"hayır, ben olay mahalinde tüm görevlerimi eksiksiz yerine getirdim. önce suyla beraber oradaydık, çakılı ve kumu bir arada tuttum, anlaşmamız gereği su daha sonra olay mahalini terk etti. bina yıkılana kadarda görevimi başarıyla yerine getirdim." dedi.
önündeki dosyaya bakarak hakim,
"evet anlattıklarında haklısın, suçun yok" dedi. böylece çimento mutlu birşekilde salonu terk etti.
ikinci sanık kum sanık sandelyesine oturdu.
savcı,
"sen suçlusun! suçunu kabul et!" diye haykırdı.

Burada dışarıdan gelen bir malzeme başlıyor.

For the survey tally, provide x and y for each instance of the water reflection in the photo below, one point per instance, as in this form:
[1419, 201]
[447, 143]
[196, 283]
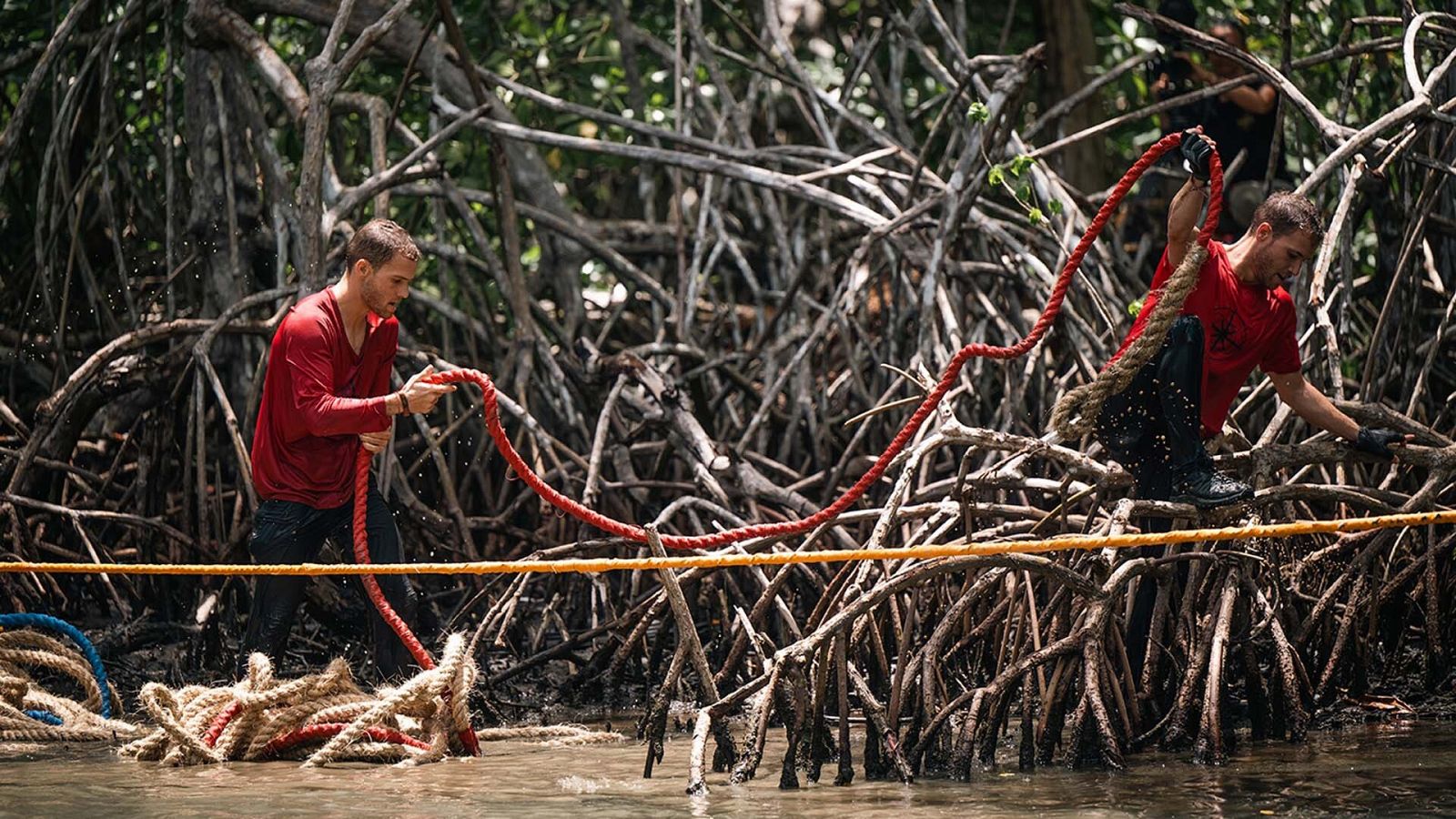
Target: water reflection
[1398, 768]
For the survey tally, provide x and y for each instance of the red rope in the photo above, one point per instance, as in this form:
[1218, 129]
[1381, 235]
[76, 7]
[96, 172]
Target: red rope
[324, 731]
[1048, 315]
[376, 595]
[502, 442]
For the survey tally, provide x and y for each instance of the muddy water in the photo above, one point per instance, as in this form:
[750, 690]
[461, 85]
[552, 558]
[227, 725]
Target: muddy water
[1375, 770]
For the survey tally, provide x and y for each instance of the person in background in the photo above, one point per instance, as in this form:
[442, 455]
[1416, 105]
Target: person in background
[1241, 121]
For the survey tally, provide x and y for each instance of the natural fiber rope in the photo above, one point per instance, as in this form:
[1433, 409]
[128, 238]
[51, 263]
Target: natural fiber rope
[1077, 411]
[24, 698]
[271, 719]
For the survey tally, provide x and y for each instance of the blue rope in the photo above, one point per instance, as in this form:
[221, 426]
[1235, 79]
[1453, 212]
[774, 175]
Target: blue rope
[44, 716]
[56, 624]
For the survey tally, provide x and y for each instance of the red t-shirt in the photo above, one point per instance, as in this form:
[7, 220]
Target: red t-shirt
[1244, 325]
[317, 401]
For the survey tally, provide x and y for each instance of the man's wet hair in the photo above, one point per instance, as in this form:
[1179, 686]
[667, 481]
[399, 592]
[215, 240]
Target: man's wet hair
[1288, 212]
[378, 242]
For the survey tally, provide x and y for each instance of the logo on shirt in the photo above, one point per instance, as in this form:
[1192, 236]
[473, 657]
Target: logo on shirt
[1228, 331]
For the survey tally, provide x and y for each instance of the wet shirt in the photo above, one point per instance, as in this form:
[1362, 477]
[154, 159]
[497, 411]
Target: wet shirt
[1244, 327]
[318, 397]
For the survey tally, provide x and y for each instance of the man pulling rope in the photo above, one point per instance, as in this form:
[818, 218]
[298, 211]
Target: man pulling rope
[324, 402]
[1234, 314]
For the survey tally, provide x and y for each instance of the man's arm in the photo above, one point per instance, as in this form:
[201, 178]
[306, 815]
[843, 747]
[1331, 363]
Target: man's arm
[324, 413]
[1312, 405]
[1183, 219]
[1183, 213]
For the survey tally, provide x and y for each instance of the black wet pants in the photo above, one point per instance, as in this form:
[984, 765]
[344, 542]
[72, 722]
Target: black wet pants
[291, 532]
[1154, 430]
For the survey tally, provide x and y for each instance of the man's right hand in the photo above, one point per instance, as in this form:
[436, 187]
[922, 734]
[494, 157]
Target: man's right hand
[1198, 150]
[420, 395]
[1380, 442]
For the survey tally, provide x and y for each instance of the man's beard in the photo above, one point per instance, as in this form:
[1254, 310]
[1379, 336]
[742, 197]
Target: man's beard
[376, 300]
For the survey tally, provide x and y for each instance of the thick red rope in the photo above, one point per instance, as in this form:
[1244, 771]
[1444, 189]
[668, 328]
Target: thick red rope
[1048, 315]
[325, 731]
[632, 532]
[376, 595]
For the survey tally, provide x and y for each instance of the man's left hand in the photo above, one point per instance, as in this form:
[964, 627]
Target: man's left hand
[375, 442]
[1378, 442]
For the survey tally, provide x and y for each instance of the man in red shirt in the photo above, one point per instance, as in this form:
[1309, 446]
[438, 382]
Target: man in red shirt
[325, 395]
[1239, 317]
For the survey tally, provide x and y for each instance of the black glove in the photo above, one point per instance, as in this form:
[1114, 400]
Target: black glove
[1378, 442]
[1196, 155]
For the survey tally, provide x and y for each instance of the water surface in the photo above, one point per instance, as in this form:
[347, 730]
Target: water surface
[1387, 770]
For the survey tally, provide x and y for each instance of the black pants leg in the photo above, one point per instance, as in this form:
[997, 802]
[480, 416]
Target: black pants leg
[1152, 429]
[390, 656]
[283, 532]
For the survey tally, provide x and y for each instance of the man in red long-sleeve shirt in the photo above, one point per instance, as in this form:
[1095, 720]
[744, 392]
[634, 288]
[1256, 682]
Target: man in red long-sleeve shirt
[324, 397]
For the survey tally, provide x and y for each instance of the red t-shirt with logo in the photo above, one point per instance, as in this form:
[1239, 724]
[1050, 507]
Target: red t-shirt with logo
[318, 397]
[1244, 327]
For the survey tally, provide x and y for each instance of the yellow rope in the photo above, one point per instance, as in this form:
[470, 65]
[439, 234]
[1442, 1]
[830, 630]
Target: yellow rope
[762, 559]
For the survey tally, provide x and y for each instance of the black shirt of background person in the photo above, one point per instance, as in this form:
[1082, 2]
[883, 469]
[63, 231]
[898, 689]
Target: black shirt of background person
[1235, 130]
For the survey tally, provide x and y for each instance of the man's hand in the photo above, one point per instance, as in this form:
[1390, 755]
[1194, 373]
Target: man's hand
[1380, 442]
[1198, 149]
[420, 395]
[375, 442]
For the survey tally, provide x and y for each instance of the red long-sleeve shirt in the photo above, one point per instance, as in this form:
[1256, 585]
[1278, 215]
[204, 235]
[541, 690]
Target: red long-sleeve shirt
[318, 397]
[1244, 327]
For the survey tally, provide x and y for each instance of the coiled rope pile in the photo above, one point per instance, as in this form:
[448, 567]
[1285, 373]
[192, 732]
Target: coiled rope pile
[29, 659]
[261, 717]
[264, 717]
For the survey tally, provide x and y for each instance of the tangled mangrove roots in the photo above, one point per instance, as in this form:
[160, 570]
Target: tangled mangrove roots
[718, 318]
[31, 665]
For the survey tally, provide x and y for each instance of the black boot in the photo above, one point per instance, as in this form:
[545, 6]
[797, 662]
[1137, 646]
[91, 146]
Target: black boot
[1208, 489]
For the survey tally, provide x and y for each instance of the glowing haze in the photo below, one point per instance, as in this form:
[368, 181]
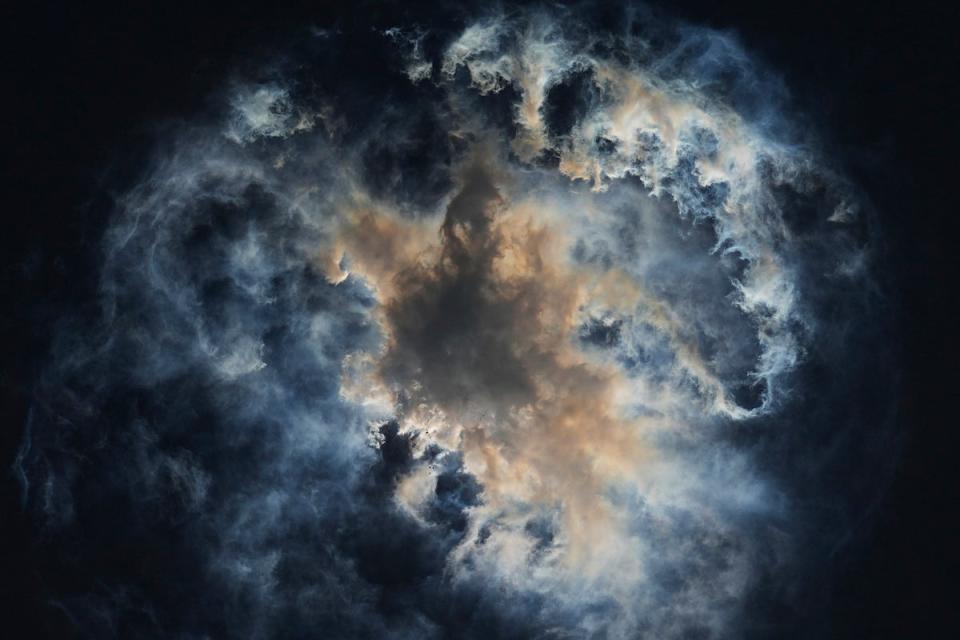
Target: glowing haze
[464, 358]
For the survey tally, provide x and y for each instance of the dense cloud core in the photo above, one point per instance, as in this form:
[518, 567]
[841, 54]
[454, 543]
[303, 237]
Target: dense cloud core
[530, 327]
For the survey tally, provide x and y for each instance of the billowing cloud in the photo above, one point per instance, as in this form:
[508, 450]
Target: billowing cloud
[518, 339]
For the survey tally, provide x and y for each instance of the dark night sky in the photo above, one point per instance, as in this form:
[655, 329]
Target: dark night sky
[84, 85]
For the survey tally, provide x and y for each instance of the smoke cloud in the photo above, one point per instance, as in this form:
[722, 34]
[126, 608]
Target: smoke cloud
[528, 327]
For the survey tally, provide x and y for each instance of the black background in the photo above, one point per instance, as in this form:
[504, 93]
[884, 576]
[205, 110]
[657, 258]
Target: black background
[83, 83]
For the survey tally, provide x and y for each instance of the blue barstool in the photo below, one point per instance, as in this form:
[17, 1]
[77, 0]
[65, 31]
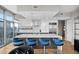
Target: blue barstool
[58, 42]
[30, 42]
[44, 42]
[18, 42]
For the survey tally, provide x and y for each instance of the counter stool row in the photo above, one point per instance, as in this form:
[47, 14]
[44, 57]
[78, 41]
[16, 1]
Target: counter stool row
[33, 42]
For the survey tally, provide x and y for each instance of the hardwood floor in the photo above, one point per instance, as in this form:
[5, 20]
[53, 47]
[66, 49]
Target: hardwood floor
[68, 48]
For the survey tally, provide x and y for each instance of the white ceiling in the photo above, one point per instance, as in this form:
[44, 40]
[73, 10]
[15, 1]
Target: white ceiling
[45, 12]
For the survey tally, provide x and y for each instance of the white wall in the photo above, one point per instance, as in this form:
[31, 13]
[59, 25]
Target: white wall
[70, 30]
[12, 8]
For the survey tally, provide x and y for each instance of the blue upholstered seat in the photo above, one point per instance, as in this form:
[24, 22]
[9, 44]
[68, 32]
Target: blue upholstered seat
[31, 42]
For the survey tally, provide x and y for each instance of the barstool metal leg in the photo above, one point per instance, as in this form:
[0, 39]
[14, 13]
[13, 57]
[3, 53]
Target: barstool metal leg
[44, 50]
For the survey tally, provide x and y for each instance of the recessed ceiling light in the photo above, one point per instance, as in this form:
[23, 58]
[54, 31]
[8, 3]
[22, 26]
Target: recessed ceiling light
[35, 6]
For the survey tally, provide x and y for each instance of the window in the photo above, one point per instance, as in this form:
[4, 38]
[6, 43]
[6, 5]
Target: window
[1, 33]
[1, 14]
[15, 28]
[9, 31]
[9, 16]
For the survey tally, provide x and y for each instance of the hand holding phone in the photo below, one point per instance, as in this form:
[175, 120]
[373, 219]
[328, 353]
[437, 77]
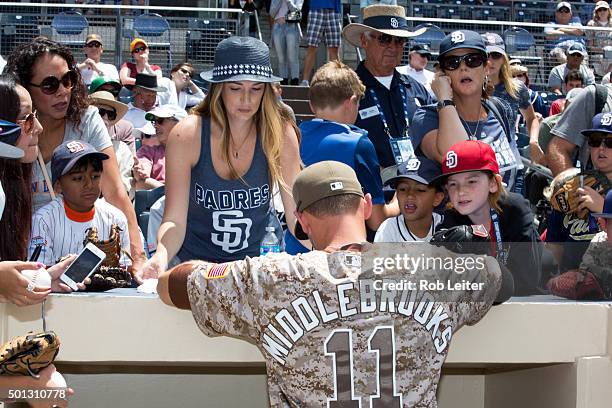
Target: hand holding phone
[86, 263]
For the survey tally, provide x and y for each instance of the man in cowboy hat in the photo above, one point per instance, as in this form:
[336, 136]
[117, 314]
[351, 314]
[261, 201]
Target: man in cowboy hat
[391, 98]
[144, 98]
[112, 112]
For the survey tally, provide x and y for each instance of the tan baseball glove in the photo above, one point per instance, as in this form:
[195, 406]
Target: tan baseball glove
[562, 192]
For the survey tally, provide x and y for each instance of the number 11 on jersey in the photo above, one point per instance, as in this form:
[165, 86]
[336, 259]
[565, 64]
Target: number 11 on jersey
[339, 346]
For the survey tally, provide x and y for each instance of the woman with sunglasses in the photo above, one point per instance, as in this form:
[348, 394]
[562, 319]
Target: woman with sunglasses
[182, 91]
[600, 41]
[140, 52]
[223, 160]
[462, 111]
[19, 133]
[502, 85]
[46, 69]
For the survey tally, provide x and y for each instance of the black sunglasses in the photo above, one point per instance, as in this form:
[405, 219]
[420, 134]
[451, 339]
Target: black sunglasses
[386, 39]
[110, 113]
[471, 60]
[51, 84]
[596, 141]
[184, 71]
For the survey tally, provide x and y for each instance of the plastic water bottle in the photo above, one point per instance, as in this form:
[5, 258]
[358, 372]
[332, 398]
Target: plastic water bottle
[270, 242]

"çimento nun anlattıkları doğru, bina yıkılana kadar çakıl ve beni sonuna kadar bir arada tuttu." dedi ve ekledi "benim görevim boşlukları doldurmak, hava kalmasını önlemek, üçümüz arasında hiç boşluk bırakmadım".
hakim,
"doğru söylüyorsun hiç boşluk yoktu" dedi. kum bu sözleri duyunca sevinçle salonu terk etti.
üçüncü sanık çakıl yerini aldı.
savcı,
"çimento ve kum doğru söylediğine göre sensin suçlu" diye konuştu.
"görevimi ihmal etmedim, bütün yükü üsttendim. çimento ve kumun yardımıyla elimden geleni yaptım. görevimi yerine getirmemiş olsaydım, testler çok düşük çıkardı, değil mi? " dedi.
hakim,
raporlara baktı, hepsi normalin üsütndeydi.
"çakılın suçu yok, elinden geleni yapmış gibi gözüküyor" dedi.
çakıl derin bir oh çektikten sonra duruşma salonun güle oynaya terk etti.
hakim savcı ve tüm konuklar gözlerini demire çevirdiler. hakim demiri sanık sandalyesine davet etti.
demir o kadar emindi ki kendinden, caka satta satta, sallana sallan yerini aldı.
savcı,
"suçluyu artık biliyoruz, itiraf et ve merhamet bekle" diye bağırdı.